The fundamental ideas are quite cohesive, after all he is seeking a ‘political right’ and as such it is only normal that from ideas like his sprung new ideas that helped flourish the French Revolution and the American Revolution… with some discrepancies of course.

First, it is important to identify that Rousseau creates a division in man himself. The division between the individual and the group he belongs to, the people, the ‘sovereign’. An idea similar to that of Karl Marx in a near century in regards to the ‘bourgeoisie’ and the ‘proletariat’ however, within man, this means in private one behaves and express his ideas in a certain way but when one identifies himself as one more person in a governed society then his self-portrait is communal (another idea of identification later developed by Karl Marx). There is the ‘me’ in myself and ‘me’ in my country. There is a behaviour focused on servitude for the greater good and a mental behaviour that must be kept intimate and distant to others.

Rousseau was loyal to the idea of the people being governed through the consent of the population and not by force, particularly by aristocracy or a monarchy which relays in a more stable and traditional hegemony unlike nowadays with fluctuating candidacies every 4 years etc. It may seem less democratic but more stable. This idea was clearly not taken in consideration by the fathers of the United States of America.

The social contract involves discipline of acceptance, tolerance and cooperation. People accept the responsibility of the government in protecting them thus the submission into the rights they swore not to break, a very legitimate, righteous and sustainable form of regime however Rousseau believed in capital punishment given the case where one person breaks this sacred covenant.
I reason this idea with no incredulous beliefs towards Rousseau because I know like everyone else we have studied that he is a victim of his own time and condition thus capital punishment was standardised, however there are more resolute and dignifying ways of ‘re adaptation’ into society instead of such harsh punishment that one can not revoke.

Here is where I differ with Rousseau and quite frankly with our own social contract too, where we punish wrong doers and exclude them from our society in jail for the rest of their life time (if not kill them depending in which country or state within the country they have been prosecuted). What we must understand is that this form of legal punishment doesn’t develop a person’s understanding, doesn’t re insert them adequately into our society or helps them interact with us again in a healthy way; it excludes them, confines them and resents them. Apart from the fact that we might also kill an innocent person.

However this is Scandinavia’s work to do (given their superiority in human rights) and not diseased mid-18th century Jean-Jacques Rousseau.
I find quite satisfactory and idealistically inspiring those concepts where he claims that the government is as strong as the people, where one part of the government should be ruled by the whole people… it really does create a unified self-esteem of its own, the morality of the PEOPLE.

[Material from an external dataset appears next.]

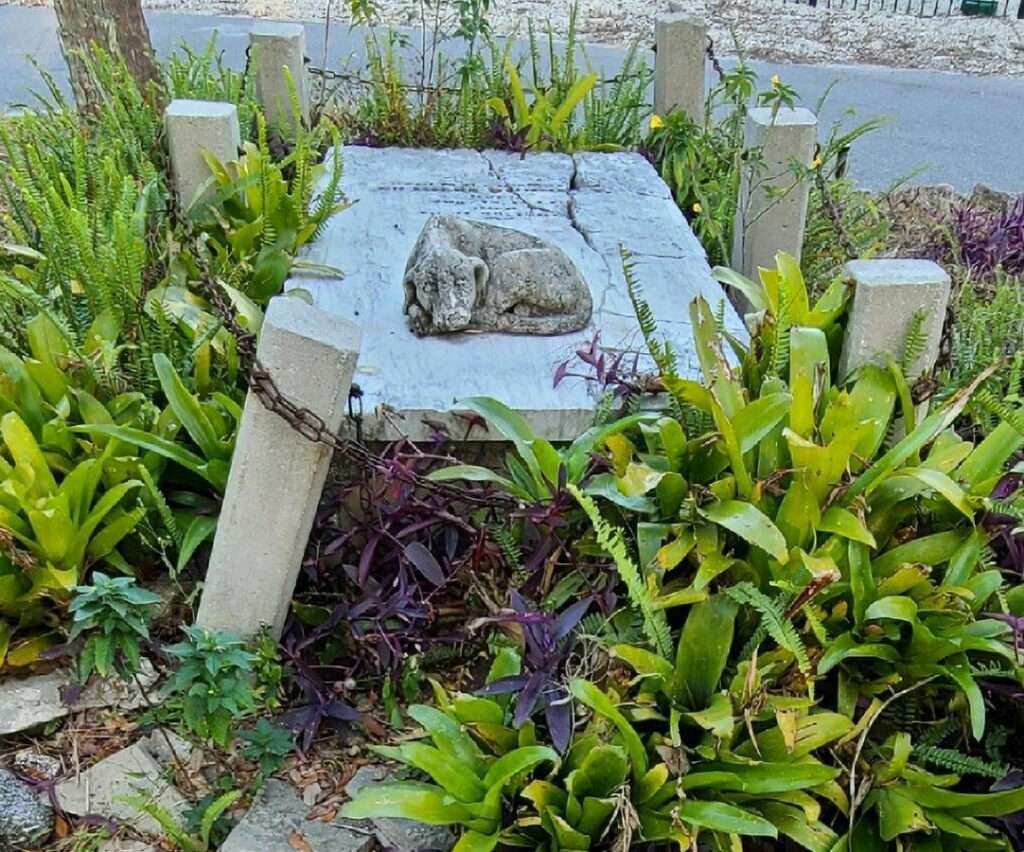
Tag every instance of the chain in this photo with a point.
(355, 79)
(716, 64)
(306, 422)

The specific political clauses are not extremely relevant but there are interesting points of view that we can apply today. This social contract raises questions regarding how the government conditions us, his most famous quote “Man is born free, and everywhere he is in chains” opens a notorious debate regarding the society one is born into.
We didn’t choose any of the laws we live in, we vote but we don’t choose anything… most of the most important decisions that are made every day have no link to us other than the social, financial or religious repercussions our governments decides to channel through us.

Man’s conditioning, nonetheless is experienced way beyond the political into the natural where we find ourselves born into chains not of bureaucracy but genetics, social class, financial situation, etc. and thus we can only reflect such paradigm into our society and its system. We were born with chains of many kinds.
If we look at India’s casting system, and the principles of the Code of Manu we can see how the chains man is born into are of a political essence that sprung five thousand years ago and only remnants of genetic material have notion of. As well as those they commonly share in the society they live in.

Regardless of how truthful Rousseau’s interpretation of man’s political antithesis of tabula rasa may be, our conditions go much further than those imposed by the government we may have accepted, for they are vessels of the same essence as us.